The simple act of turning a page has begun to look outdated with tablets replacing books and manuals for many working professionals. But an augmented reality display similar to Google Glasses frees up wearers' hands by allowing them to turn virtual pages using their eyes alone. Such a display comes in the form of futuristic glasses that allow wearers to see virtual maps, drawings or other images — up to 1 meter in size — projected in front of their eyes. A chip smaller than half the size of a postage stamp can detect the wearer's eye movements so that they just need to glance at an arrow key to turn a page in a virtual instruction manual or book. "The data glasses allow us to see the real world in the normal way, while at the same time registering our eye movements with the camera," said Rigo Herold, project manager at the Fraunhofer Center for Organics, Materials and Electronic Devices Dresden in Germany. Such eye movement control frees up the hands of the glasses wearers entirely so that they can focus on their real-world work .

A team of researchers from the Netherlands and Italy has succeeded in making sharp pictures of objects hidden behind an opaque screen. Materials such as skin, paper and ground glass appear opaque because they scatter light. In such materials light does not move in a straight line, but travels along an unpredictable and erratic path. To date it has not been possible to resolve an image from light that has been completely scattered. A team from the MESA+ Institute for nanotechnology at the University of Twente in the Netherlands has now succeeded in doing just this. The researchers were not able to form an image of the object directly, but the information needed to create that image still existed, just in a scrambled form. The two young scientists who are the first authors of this paper had the brilliant idea to find out whether that scrambled information is sufficient to reconstruct the image -- and they found a way to do so. They succeeded in making an image of a hidden fluorescent object just 50 micrometers across -- the size of a typical cell.
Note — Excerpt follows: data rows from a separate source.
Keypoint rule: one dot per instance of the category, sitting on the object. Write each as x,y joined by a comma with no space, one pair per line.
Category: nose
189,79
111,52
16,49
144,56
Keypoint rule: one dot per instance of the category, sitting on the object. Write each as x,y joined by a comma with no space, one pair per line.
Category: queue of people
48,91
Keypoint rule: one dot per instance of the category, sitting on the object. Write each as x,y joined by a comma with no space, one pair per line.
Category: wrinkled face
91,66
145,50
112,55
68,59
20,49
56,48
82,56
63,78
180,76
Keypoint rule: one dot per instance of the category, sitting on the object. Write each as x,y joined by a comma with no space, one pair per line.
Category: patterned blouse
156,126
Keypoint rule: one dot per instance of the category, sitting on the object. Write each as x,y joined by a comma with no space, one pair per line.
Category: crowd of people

And, now, in local news from Romania, we learn that

Plagiarism scandals are still plaguing the country, this time involving the minister of Education, Ecaterina Andronescu. Nature magazine has published an article that criticizes the supervision process in Romanian research. The article reveals that minister Andronescu has backed a financing request for half a million euros for research based on plagiarism. Ecaterina Andronescu is also accused of having delayed investigation in a number of cases involving plagiarism, including that of prime minister Victor Ponta.  Education minister Andronescu declared that the scandal is just misinformation.